Branson’s shop made enough money to launch the revolutionary Virgin Records, whose first release was Mike Oldfield’s chart-topping Tubular Bells.
The rest is history. And that fascinating history, spanning four decades, is charted splendidly in this 15 CD anthology beginning, as you would expect, with Oldfield and concluding with last year’s See Right Through by Tensnake.
This admirably demonstrates the sheer breadth of material offered by Virgin over the years. Partly that is down to Branson’s approach, which has always been more Freddie Laker than corporate magnate, perhaps fittingly for an airline magnate. Not quite cavalier but definitely nose-thumbing at the Tin Pan establishment.
There are countless examples of this, the most famous of which was Branson signing the Sex Pistols, below, at a time when nobody in the industry would touch the band with a six-foot bargepole.
Virgin also introduced the avant-garde with Faust and Can, along with assorted Steve Hillage-esque hipppies. They may seem strange bedfellows, but that was the point. Virgin was a pioneering label for musos; boundaries were left to the likes of EMI and Polydor.
Indeed, who else would have signed Penetration, The Ruts or The Skids? None conformed to the stereotypes of their time, but they made damned good music.

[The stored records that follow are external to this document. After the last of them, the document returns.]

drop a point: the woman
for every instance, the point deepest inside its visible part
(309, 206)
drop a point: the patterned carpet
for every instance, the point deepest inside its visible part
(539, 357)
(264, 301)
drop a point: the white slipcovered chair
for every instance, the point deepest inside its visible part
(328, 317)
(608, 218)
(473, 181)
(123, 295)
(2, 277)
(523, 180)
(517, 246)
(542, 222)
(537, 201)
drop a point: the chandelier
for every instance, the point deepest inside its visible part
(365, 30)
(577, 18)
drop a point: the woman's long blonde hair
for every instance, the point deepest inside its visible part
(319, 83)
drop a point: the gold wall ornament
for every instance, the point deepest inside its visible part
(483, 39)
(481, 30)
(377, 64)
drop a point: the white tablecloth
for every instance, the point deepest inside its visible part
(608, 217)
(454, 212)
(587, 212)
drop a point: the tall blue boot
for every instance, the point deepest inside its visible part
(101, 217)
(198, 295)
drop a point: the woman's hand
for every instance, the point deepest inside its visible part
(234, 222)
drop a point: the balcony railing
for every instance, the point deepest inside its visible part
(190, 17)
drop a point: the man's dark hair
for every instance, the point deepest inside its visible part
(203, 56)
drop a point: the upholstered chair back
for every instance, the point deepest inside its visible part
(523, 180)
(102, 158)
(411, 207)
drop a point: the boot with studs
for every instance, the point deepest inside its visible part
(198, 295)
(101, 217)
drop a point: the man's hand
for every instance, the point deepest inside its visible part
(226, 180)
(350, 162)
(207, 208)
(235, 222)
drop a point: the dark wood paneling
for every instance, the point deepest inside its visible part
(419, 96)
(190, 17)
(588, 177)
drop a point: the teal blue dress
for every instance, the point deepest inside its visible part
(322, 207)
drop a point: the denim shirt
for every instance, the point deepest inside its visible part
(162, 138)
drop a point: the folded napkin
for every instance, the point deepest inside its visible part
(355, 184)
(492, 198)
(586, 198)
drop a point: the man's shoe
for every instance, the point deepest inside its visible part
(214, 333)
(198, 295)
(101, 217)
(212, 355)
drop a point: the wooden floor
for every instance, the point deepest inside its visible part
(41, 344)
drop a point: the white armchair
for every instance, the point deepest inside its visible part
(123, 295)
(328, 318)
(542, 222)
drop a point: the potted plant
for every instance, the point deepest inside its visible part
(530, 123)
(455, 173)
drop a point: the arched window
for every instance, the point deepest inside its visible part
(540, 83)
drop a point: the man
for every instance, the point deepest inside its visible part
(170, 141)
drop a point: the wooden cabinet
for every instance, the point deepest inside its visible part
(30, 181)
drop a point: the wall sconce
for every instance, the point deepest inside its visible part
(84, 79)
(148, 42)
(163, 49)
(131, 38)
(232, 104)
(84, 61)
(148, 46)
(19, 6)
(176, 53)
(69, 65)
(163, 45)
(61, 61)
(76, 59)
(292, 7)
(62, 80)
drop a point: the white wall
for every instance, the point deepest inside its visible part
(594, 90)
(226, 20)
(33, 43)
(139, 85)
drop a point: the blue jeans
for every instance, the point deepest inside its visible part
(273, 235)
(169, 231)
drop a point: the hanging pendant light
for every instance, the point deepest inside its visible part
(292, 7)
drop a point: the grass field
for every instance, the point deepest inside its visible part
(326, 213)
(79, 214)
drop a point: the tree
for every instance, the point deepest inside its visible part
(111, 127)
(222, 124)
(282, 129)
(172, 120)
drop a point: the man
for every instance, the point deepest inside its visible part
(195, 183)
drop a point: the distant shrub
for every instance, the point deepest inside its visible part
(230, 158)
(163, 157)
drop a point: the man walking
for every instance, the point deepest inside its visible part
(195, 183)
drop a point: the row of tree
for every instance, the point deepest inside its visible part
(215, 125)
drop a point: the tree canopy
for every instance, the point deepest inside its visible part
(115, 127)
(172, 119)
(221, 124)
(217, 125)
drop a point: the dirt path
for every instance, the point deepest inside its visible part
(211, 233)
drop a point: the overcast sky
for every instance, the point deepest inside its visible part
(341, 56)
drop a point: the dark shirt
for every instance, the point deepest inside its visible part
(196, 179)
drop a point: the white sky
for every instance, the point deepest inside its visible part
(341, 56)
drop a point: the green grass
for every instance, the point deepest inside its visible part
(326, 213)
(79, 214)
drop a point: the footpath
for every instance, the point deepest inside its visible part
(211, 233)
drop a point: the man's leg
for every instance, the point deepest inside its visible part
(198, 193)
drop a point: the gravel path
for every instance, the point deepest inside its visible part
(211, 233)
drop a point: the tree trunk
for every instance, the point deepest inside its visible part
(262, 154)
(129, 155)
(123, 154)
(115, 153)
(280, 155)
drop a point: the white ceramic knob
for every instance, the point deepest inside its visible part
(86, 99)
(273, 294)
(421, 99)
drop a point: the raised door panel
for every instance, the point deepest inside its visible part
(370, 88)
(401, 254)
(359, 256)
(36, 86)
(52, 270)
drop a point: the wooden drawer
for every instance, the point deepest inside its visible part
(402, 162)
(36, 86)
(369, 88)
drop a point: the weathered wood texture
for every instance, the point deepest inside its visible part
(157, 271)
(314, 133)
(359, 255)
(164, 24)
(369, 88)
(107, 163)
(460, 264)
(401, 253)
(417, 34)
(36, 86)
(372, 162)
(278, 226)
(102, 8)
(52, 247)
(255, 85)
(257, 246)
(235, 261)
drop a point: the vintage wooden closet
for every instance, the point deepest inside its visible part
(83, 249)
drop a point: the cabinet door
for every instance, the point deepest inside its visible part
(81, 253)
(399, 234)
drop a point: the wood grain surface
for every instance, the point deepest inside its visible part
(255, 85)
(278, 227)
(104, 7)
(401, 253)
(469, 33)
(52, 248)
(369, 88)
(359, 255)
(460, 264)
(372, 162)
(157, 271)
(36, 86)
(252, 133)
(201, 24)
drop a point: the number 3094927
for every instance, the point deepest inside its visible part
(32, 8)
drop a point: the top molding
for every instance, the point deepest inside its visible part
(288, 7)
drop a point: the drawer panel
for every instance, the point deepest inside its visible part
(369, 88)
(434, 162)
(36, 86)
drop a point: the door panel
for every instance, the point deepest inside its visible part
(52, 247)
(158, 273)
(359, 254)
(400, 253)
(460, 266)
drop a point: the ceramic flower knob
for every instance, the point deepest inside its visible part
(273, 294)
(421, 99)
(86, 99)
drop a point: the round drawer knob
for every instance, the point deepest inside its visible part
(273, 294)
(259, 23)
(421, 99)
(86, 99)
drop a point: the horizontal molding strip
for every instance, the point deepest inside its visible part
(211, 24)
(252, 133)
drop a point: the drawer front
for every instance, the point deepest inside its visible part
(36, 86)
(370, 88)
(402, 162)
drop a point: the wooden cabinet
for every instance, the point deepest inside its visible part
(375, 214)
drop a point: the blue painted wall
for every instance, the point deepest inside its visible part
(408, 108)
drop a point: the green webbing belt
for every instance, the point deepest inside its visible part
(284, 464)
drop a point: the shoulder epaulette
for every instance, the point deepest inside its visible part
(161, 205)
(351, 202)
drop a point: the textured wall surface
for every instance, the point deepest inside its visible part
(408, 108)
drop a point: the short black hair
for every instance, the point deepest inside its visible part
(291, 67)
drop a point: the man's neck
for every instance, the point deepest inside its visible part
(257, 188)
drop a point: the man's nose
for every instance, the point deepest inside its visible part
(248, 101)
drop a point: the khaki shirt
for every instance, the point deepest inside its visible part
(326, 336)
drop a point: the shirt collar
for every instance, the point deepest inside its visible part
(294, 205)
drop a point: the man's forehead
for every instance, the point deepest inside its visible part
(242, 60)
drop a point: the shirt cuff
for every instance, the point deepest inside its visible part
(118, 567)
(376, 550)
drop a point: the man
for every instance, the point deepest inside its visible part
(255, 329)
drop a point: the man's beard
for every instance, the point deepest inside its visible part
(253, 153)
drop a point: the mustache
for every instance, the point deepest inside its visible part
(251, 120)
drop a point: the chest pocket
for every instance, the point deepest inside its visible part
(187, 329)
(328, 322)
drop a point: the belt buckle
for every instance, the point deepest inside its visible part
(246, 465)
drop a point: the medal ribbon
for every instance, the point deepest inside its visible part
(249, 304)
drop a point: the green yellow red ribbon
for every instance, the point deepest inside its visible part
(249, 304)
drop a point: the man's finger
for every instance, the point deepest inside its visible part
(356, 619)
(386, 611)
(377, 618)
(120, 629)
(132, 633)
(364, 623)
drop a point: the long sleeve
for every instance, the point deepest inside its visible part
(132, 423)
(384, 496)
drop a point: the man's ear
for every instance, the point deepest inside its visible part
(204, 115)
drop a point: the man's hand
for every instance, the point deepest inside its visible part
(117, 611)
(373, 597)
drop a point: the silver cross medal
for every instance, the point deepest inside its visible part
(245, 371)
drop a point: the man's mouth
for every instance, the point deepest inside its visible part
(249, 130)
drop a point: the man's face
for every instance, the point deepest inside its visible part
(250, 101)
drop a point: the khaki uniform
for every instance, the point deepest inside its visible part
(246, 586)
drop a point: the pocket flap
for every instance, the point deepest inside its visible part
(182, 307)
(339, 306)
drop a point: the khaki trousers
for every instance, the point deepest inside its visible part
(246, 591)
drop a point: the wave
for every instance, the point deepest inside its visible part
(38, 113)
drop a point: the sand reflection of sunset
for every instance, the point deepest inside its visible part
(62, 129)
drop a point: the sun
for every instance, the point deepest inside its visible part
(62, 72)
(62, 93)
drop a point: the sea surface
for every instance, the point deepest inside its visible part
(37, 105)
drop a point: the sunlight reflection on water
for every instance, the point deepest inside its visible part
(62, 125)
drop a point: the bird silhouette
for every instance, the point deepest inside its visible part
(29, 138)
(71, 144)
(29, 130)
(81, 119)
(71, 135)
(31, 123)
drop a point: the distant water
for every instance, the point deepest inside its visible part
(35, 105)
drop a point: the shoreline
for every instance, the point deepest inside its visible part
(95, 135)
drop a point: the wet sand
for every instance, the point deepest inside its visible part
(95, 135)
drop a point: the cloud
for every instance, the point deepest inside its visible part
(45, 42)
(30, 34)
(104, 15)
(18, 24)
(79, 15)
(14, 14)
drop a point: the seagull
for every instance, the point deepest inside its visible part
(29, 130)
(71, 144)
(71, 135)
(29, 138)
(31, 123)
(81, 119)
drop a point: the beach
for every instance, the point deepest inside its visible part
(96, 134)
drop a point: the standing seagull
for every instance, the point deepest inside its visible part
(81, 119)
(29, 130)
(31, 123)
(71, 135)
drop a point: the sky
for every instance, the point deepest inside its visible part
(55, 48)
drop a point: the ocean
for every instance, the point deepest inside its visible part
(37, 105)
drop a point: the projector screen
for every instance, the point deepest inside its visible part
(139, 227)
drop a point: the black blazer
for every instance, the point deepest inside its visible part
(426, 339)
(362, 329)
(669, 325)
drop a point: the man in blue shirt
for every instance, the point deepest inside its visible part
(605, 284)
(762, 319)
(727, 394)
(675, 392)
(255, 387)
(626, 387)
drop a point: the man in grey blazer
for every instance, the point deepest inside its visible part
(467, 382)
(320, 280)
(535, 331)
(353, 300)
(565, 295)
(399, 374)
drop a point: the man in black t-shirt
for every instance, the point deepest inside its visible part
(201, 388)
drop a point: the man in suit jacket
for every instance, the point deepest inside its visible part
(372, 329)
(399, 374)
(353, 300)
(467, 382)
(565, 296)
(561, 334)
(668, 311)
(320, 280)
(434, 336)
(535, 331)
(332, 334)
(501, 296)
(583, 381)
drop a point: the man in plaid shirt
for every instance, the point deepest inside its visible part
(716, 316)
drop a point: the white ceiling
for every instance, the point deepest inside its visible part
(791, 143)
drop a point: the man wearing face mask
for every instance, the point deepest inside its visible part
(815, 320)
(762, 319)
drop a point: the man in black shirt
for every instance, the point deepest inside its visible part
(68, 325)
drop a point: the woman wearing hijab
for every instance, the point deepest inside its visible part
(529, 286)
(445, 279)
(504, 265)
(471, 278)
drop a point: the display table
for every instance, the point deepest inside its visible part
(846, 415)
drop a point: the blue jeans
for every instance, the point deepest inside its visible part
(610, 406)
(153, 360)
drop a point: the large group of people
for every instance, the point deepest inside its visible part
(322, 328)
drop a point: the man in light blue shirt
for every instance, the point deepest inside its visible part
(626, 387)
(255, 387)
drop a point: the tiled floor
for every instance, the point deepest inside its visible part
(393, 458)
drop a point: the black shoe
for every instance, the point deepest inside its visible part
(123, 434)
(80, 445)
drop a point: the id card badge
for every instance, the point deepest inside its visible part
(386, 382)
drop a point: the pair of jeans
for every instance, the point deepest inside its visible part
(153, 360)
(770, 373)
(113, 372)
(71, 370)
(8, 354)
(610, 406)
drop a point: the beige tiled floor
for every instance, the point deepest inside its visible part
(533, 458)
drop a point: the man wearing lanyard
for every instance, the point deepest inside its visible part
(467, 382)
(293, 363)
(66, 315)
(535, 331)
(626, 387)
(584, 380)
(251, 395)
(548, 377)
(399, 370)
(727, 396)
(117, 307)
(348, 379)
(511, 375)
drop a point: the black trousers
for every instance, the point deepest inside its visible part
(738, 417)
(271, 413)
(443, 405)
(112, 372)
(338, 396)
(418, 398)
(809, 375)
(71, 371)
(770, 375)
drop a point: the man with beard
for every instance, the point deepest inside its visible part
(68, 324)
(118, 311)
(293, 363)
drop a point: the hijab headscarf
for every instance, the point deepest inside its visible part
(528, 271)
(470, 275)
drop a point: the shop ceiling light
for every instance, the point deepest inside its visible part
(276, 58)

And that was all that matttered; substance over style has always been the watchword.
This collection is divided into five epochs and opinions over which is best will be largely divided by the listener’s age. That said, each showcases Virgin’s desire to offer wider appeal to acts that most labels would avoid, and one of the most interesting things here is to spot how many bands you didn’t realise had signed to Virgin, from PIL and Magazine, to Cabaret Voltaire and Massive Attack.
All music lovers owe Richard Branson a debt of gratitude, because from the maverick to the bizarre, he invested rare faith in an artist’s ability to grow under the stewardship of a record label.
The Virgin Group may comprise 400 companies these days, but as this astonishing collection shows, the first is, and was, by far the best.